2.7 KiB
2.7 KiB
Cilium Network Policy Audit Results
| Test | From | To | Expected | Actual | Result |
|---|---|---|---|---|---|
| Cross-tenant: alpha→testfirma:18789 | tenant-alpha | openclaw.tenant-testfirma:18789 | block | blocked | ✅ PASS |
| Cross-tenant: testfirma→alpha:18789 | tenant-testfirma | openclaw.tenant-alpha:18789 | block | blocked | ✅ PASS |
| Cross-tenant: alpha→testfirma:18793 | tenant-alpha | openclaw.tenant-testfirma:18793 | block | blocked | ✅ PASS |
| Cross-tenant: alpha→testfirma:9090 | tenant-alpha | openclaw.tenant-testfirma:9090 | block | blocked | ✅ PASS |
| Tenant→OpenBao | tenant-alpha | openbao:8200 | block | blocked | ✅ PASS |
| Tenant→ZITADEL (svc) | tenant-alpha | zitadel:8080 | block | blocked | ✅ PASS |
| Tenant→Portal | tenant-alpha | pieced-portal:3000 | block | blocked | ✅ PASS |
| Tenant→Portal DB | tenant-alpha | portal-db-rw:5432 | block | blocked | ✅ PASS |
| Tenant→ArgoCD | tenant-alpha | argocd-server:443 | block | blocked | ✅ PASS |
| Tenant→K8s API | tenant-alpha | kubernetes.default:443 | block | blocked | ✅ PASS |
| Tenant→K8s API | tenant-testfirma | kubernetes.default:443 | block | blocked | ✅ PASS |
| Tenant→DNS | tenant-alpha | kube-dns | allow | allowed | ✅ PASS |
| Tenant→LiteLLM | tenant-alpha | litellm.inference:4000 | allow | allowed | ✅ PASS |
| Tenant→world:443 | tenant-alpha | httpbin.org:443 | allow | allowed | ✅ PASS |
| Platform→OpenBao | pieced-system | openbao:8200 | allow | allowed | ✅ PASS |
| Platform→ZITADEL | pieced-system | zitadel:8080 | allow | allowed | ✅ PASS |
| Platform→K8s API | pieced-system | kubernetes.default:443 | allow | allowed | ✅ PASS |
| Platform→LiteLLM | pieced-system | litellm.inference:4000 | allow | allowed | ✅ PASS |
| Platform→Portal DB | pieced-system | portal-db-rw:5432 | allow | BLOCKED | ❌ FAIL |
| Tenant→Operator | tenant-alpha | pieced-operator:8080 | block | blocked | ✅ PASS |
| Tenant→metadata endpoint | tenant-alpha | 169.254.169.254 | block | blocked | ✅ PASS |
Summary
- Passed: 20
- Failed: 1
- Date: 2026-04-12 15:19:15 UTC
Notes
- DNS exfiltration: DNS is allowed for tenants (required for egress). DNS tunneling is a theoretical risk — acceptable for pilot. Consider Cilium DNS-aware policies post-pilot.

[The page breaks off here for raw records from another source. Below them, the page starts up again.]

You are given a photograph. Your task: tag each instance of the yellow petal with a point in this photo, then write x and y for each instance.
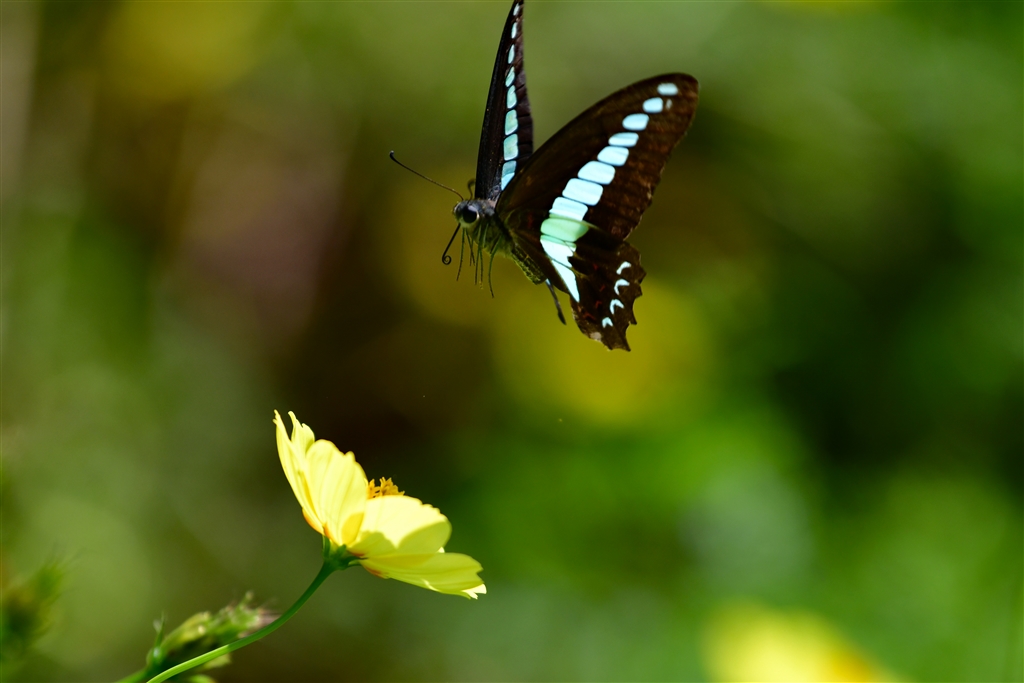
(338, 487)
(293, 460)
(454, 573)
(399, 524)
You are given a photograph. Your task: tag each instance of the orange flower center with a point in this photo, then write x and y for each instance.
(386, 487)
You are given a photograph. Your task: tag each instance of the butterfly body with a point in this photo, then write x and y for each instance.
(563, 213)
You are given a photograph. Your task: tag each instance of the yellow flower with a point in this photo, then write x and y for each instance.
(391, 535)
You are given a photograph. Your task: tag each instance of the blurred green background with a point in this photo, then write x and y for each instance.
(809, 466)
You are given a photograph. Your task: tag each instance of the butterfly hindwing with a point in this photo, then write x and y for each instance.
(573, 203)
(507, 136)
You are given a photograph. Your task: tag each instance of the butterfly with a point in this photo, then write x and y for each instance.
(563, 213)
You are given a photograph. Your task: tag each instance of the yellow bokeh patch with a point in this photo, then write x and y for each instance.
(555, 369)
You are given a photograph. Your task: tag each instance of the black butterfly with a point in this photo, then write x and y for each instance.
(563, 214)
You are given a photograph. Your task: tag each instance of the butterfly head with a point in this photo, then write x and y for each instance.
(472, 213)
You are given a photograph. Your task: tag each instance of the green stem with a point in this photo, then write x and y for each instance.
(325, 571)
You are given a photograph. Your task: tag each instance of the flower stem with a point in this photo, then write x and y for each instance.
(325, 571)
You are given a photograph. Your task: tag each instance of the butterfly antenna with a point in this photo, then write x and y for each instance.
(491, 269)
(454, 191)
(445, 259)
(462, 252)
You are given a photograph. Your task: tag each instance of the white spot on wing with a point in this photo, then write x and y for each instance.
(636, 122)
(624, 139)
(511, 122)
(613, 156)
(568, 208)
(508, 170)
(511, 146)
(653, 105)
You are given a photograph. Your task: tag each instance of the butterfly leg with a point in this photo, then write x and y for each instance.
(558, 306)
(491, 269)
(462, 252)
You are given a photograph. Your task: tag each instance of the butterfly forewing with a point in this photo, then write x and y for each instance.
(507, 136)
(573, 203)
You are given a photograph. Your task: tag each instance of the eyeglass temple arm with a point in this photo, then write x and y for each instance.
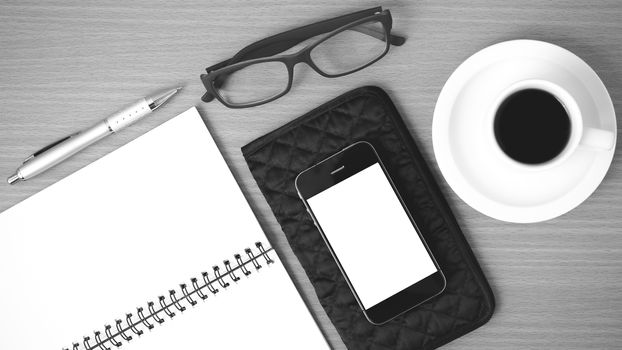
(281, 42)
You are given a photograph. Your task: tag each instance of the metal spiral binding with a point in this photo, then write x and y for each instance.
(115, 338)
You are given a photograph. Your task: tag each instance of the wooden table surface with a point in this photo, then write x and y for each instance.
(67, 64)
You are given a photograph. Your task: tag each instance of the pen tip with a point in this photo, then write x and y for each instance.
(13, 179)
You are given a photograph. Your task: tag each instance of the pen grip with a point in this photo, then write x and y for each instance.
(128, 116)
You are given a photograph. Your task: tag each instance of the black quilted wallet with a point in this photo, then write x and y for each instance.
(367, 113)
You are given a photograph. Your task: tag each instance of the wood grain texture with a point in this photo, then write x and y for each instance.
(67, 64)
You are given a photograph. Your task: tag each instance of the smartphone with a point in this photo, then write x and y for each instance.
(370, 232)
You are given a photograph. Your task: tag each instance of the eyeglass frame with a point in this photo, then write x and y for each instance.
(256, 53)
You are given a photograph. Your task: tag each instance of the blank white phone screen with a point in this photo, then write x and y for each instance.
(371, 235)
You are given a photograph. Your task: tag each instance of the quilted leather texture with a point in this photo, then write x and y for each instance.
(368, 114)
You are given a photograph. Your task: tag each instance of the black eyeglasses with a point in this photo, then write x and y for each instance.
(262, 72)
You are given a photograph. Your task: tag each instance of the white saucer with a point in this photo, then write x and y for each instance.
(470, 166)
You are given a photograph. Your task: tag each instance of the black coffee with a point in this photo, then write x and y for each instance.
(532, 126)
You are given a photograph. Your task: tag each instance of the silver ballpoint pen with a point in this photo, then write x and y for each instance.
(55, 153)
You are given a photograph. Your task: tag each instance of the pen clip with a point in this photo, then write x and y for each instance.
(55, 143)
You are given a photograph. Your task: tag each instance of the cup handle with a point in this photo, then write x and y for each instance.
(597, 139)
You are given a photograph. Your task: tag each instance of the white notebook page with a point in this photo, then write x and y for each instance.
(128, 228)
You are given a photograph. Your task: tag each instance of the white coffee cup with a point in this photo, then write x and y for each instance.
(583, 132)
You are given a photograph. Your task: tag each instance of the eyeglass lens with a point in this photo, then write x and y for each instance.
(342, 53)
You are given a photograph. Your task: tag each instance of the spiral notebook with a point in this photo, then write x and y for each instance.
(151, 247)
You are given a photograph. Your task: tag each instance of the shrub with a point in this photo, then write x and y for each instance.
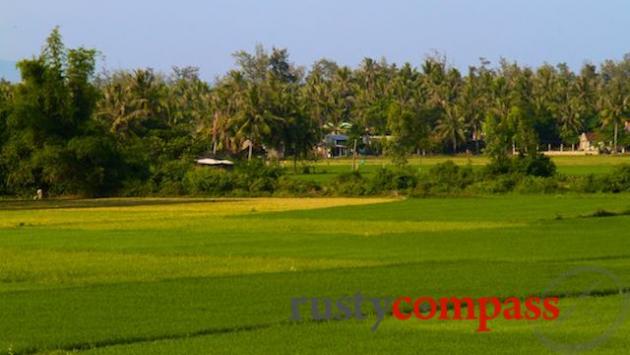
(446, 178)
(397, 179)
(618, 180)
(349, 184)
(534, 165)
(290, 186)
(209, 181)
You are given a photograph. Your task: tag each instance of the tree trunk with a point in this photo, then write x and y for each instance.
(615, 138)
(454, 144)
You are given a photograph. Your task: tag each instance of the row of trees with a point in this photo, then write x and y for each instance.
(65, 128)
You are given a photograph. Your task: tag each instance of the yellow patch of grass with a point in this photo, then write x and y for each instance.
(65, 268)
(167, 215)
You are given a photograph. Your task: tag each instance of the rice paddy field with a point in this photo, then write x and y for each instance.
(201, 276)
(324, 170)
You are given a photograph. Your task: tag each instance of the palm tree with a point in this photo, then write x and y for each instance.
(253, 119)
(451, 126)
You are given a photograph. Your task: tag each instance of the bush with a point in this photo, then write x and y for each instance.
(618, 180)
(529, 165)
(534, 165)
(257, 178)
(349, 184)
(209, 181)
(537, 184)
(289, 186)
(169, 178)
(397, 179)
(446, 178)
(499, 184)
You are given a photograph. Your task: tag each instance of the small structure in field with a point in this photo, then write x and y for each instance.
(337, 145)
(215, 163)
(588, 143)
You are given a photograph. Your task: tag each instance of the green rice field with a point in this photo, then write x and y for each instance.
(202, 276)
(324, 170)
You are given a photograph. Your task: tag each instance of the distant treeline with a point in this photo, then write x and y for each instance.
(67, 130)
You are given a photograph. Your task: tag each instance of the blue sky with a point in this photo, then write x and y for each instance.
(159, 34)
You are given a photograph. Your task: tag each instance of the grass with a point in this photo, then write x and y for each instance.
(119, 276)
(325, 170)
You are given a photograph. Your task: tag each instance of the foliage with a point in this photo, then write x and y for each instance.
(67, 131)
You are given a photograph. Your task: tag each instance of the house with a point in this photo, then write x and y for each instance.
(588, 143)
(336, 145)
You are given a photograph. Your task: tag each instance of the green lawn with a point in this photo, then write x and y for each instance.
(324, 170)
(194, 276)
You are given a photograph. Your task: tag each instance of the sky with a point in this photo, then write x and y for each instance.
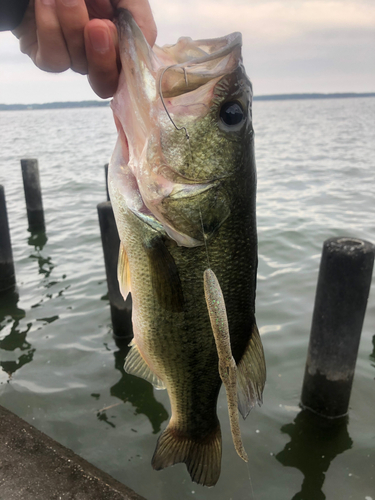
(289, 46)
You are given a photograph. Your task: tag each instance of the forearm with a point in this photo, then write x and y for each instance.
(11, 13)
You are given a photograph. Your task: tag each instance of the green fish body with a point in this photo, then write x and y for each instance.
(182, 183)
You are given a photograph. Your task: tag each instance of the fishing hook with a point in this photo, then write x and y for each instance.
(162, 100)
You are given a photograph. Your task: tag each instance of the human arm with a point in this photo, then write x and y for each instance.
(79, 34)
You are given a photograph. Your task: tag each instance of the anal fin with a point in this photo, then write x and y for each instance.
(251, 374)
(136, 365)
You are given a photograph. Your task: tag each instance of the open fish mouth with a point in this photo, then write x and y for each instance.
(163, 90)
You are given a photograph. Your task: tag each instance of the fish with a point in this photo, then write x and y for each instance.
(182, 182)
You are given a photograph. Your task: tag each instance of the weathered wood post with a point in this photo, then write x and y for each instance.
(33, 194)
(106, 180)
(120, 310)
(7, 274)
(340, 305)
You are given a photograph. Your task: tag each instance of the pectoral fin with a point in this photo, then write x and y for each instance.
(165, 277)
(251, 374)
(136, 365)
(123, 272)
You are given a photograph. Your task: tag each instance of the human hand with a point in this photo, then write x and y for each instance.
(78, 34)
(102, 45)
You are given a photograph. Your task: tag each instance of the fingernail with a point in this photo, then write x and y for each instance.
(99, 40)
(70, 3)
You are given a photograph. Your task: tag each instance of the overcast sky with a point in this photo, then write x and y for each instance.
(288, 46)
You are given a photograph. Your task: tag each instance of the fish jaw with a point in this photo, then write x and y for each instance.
(159, 90)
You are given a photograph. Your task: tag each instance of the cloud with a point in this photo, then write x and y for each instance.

- LiteLLM namespace: Tests assume
litellm.inference.svc:4000. Adjust if your LiteLLM is in a different namespace. - K8s API blocking: If this test fails, you need an explicit CiliumClusterwideNetworkPolicy denying egress to the API server CIDR from tenant namespaces. The API server is typically at the host IP or 10.96.0.1, not in a pod namespace, so namespace-based deny may not cover it.